Sunday, May 28, 2006

Good friends

Last night went to a barbeque at the home of two of my friends. The men cooked, and the best part -- the men cleaned up after dinner was over. This is of some significance for women and men of a certain age -- our experience was that women did all the cooking, cleaning and the men sat around shooting the shit about whatever manly men talked about. My friend's 21 year old nephew is visiting them for the weekend; he's just as nice a young man as you can imagine. He's great looking, too. He did most of the cleanup duties. We all offered to help, in fact, all the women thought we'd be sharing the duties -- if the men cooked, then we'd clean up. But this wasn't the case at all. We were waited on, and it was really quite sweet.

Four of us are not in relationships (I include the nephew and one of the men); one woman is in a long-distance relationship; and the couple whose house we were at have been together for quite some time. For me, divorced nearly 15 years and quite adept at getting involved with the wrong man, it was great to see a functional couple at work.

We talked, we told stories, we told jokes. We laughed. It was such a pleasant evening that bears mentioning because sometimes I think that conversation is a dying art form. We teased the nephew a lot, because he's great looking, and we're a bunch of dirty old women -- that was fun.

Laughter among friends has great restorative power. It makes me feel safe. I mean laughter at a deep level, belly laughs, laughs that take my breath away. It makes me feel connected.

We started talking about creating a food co-op for us -- I remembered the one I belonged to 30 years ago when my kids were babies. There were about 30 families in it and we took turns shopping for everyone once a week. Did that for about a year or two. We talked about creating our own "retirement" community although I know I will never be able to retire -- and we talked a lot about Viet Nam -- one of the men was a Nam Vet who gets compensation from the government because, as he puts it, it's the government's way of saying they were wrong to send these soldiers. That Viet Nam was wrong.
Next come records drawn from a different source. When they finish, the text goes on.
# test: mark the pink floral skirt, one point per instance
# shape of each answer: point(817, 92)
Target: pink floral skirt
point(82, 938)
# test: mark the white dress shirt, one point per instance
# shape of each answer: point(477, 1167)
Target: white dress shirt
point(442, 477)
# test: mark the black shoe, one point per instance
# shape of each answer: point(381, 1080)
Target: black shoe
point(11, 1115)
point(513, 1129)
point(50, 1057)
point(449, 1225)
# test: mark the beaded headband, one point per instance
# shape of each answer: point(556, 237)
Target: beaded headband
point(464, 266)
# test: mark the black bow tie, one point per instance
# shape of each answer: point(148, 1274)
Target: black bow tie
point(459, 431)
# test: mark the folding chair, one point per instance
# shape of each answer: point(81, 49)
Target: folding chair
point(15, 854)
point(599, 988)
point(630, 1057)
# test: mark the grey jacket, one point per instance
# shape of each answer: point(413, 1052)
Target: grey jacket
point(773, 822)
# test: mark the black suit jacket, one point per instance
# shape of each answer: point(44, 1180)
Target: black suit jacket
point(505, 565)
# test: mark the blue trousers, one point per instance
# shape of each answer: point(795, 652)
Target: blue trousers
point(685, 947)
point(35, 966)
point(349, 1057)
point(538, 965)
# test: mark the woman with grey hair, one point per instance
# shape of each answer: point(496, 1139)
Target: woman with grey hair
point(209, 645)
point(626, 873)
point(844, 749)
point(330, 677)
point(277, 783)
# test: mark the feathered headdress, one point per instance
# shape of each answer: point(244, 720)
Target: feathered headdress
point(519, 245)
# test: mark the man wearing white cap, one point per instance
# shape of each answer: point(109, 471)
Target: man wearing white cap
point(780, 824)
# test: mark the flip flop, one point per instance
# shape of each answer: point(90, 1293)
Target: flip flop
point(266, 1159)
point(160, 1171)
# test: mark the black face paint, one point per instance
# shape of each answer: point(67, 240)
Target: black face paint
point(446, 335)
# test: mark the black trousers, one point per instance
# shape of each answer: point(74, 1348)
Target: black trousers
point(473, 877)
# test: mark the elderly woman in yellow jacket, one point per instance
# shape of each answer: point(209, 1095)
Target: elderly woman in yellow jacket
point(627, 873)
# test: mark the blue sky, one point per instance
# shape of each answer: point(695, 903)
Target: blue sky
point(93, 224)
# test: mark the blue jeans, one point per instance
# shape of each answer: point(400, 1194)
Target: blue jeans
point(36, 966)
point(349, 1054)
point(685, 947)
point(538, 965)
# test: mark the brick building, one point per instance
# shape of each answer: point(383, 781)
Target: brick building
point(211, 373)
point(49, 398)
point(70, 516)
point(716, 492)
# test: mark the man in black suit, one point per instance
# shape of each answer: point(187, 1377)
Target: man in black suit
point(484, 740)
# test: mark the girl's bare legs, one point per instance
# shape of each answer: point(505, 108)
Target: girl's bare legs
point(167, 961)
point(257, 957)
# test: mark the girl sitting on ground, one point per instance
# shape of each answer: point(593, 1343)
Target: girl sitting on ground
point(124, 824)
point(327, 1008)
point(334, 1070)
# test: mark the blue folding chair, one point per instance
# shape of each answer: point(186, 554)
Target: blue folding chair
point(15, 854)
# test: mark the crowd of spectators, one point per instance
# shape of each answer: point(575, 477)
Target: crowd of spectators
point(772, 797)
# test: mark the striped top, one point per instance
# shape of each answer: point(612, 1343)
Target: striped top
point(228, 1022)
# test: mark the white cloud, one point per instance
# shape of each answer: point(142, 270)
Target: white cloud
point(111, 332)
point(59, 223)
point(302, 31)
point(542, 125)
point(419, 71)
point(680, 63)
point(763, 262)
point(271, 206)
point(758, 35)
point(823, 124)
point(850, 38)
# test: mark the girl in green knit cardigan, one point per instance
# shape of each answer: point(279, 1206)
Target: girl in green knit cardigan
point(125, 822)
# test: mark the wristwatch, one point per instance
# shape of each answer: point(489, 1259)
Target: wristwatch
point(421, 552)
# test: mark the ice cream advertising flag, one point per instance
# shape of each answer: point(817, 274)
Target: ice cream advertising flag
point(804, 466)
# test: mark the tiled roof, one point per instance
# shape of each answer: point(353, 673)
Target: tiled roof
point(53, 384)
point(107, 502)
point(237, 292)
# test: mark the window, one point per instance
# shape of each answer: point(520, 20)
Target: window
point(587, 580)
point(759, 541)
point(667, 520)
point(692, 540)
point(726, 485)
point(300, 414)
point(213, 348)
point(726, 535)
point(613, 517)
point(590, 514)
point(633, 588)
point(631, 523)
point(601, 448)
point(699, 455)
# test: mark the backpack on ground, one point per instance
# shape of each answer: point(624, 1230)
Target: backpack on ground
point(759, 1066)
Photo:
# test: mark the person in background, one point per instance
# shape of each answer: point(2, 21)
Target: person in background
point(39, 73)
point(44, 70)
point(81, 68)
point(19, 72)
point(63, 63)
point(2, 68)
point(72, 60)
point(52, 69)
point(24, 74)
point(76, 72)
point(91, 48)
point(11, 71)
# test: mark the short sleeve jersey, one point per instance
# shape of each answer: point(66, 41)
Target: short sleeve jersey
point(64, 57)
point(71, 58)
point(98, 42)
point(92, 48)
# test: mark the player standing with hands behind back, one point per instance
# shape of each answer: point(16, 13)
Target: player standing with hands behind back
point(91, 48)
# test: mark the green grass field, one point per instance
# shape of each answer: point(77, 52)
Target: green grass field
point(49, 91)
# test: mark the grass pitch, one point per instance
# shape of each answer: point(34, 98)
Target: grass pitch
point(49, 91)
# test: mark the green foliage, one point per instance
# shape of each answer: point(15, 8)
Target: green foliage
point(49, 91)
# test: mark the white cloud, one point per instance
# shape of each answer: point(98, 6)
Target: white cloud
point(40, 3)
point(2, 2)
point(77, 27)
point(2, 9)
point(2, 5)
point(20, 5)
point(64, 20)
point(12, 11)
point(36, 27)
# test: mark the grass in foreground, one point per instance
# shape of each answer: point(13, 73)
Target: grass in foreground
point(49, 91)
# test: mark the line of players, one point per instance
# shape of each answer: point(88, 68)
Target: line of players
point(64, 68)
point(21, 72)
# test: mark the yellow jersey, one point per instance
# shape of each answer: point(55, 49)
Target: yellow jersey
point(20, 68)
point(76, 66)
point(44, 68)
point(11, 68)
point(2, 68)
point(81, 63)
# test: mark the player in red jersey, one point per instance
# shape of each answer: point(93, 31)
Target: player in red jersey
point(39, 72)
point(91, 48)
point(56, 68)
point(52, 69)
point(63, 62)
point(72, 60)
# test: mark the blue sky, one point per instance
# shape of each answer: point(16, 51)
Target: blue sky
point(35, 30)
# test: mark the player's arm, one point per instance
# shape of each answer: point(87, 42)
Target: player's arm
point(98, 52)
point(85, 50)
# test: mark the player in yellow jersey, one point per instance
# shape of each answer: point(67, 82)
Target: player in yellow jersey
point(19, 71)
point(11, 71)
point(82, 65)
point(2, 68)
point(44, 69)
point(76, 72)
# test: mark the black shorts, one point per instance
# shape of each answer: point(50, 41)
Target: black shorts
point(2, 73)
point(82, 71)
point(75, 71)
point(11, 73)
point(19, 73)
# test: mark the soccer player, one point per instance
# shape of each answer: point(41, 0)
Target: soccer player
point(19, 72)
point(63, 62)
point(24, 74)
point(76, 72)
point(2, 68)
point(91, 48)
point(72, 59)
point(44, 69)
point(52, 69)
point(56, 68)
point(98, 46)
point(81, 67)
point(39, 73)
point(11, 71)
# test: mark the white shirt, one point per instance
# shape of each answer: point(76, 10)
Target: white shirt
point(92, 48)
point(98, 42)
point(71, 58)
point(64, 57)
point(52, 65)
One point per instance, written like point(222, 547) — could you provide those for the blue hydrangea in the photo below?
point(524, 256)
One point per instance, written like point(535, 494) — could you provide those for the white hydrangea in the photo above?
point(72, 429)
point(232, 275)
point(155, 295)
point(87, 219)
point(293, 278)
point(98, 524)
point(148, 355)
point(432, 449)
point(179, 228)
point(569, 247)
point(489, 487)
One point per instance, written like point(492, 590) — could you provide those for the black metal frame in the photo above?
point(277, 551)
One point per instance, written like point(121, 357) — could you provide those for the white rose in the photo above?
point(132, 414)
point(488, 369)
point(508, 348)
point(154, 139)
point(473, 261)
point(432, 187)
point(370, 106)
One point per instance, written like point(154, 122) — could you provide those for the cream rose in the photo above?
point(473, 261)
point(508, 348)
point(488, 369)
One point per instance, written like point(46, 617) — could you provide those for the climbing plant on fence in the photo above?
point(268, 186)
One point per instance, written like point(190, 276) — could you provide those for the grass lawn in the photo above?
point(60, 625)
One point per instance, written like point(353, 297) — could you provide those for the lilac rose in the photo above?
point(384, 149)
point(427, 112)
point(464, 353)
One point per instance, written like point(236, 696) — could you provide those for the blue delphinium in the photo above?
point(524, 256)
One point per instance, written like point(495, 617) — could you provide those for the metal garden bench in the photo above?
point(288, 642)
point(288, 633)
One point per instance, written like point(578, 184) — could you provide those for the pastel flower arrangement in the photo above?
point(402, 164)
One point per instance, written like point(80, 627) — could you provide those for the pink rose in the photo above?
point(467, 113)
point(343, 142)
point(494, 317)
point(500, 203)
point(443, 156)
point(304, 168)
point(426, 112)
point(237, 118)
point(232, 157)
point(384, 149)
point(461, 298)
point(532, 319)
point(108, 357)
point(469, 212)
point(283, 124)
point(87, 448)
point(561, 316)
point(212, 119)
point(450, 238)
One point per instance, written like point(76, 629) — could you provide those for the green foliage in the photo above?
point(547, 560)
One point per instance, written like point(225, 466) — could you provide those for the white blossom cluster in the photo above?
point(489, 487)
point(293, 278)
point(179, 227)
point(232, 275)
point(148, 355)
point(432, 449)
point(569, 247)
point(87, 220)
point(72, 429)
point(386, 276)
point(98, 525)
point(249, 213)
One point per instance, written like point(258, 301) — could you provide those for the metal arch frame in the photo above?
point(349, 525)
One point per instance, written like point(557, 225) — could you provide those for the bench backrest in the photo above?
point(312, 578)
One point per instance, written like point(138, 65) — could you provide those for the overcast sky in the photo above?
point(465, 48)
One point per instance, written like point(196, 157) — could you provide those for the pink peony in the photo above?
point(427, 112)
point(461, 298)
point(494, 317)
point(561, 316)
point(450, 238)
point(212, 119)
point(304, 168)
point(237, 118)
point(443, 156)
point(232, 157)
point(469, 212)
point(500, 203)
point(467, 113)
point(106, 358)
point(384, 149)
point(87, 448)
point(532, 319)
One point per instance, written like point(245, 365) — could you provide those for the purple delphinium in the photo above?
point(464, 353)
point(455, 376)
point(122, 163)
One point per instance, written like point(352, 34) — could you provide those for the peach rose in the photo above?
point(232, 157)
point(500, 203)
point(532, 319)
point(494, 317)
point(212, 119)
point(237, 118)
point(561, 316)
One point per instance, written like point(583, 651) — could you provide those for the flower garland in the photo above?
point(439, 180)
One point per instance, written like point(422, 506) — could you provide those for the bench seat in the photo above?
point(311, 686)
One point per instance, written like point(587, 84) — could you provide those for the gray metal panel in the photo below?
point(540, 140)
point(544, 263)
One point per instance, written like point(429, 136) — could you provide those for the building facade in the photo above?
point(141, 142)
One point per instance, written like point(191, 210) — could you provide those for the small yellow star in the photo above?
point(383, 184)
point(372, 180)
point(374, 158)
And that was our evening. How is your holiday weekend shaping up?


Sigrid Jardin said...

Just found your blog site. I enjoyed this "good friends" story very much. It sounds like a lovely evening with some great people. Today's paper had an article on the lost art of conversation, and I've been thinking about that this morning. Funny you should write about the great conversations you had! And way to go, guys, waiting on the women! That is an all-too-rare occurence!

DivaJood said...

Hi Sigrid. Welcome. It was a lovely evening, and we're doing a repeat tomorrow night. Only this time I have to bring the key lime pie, since nobody else knows how to make it. Otherwise, the guys have it covered again.

karena said...

I love a key lime pie. You must have a secret recipe, if not, please share, although I never make desserts. I did all the grilling the day before yesterday. It's kind of the opposite of your evening, but I liked working the grill which is usually the man's domain. I made some baby back ribs with a dry rub and smoked with elder wood. Yummm.

DivaJood said...

Karena, secret recipe. Won't share that, or the recipe for my aunt's sweet & sour chicken wings (also known as a heart attack on a plate). Your baby back ribs sound delish!

robin andrea said...

That sounds like a wonderful evening. We had a barbecue Saturday night too. Had one couple over. A nice long four-hour conversation. A lot of politics and rantings. A lot of family talk about children and the future. We remembered that we feel very lucky to have come of age in the 60s when the prevailing winds blew our way, we helped end an undeclared war, the music was inspirational.

You are so right about laughing. It is absolutely restorative.

DivaJood said...

Robin Andrea, I don't think anything compares to what we experienced coming of age in the sixties. It was an extraordinary time -- at least the parts I remember.

Tonight's barbeque, same people, same place, makes me think in terms of the family we choose vs. the family we grew up with.

Sue Woo said...

Hey there! I had crawfish and boudin balls for memorial day. Yum Yum!

I lived in DC for a long time and went to the Wall every Memorial Day. My daddy cried when he saw the WWII Memorial last year.

Hope it was all good yall.

DivaJood said...

Hey there, Sue -- glad to know that N'awlins cooking has survived Katrina!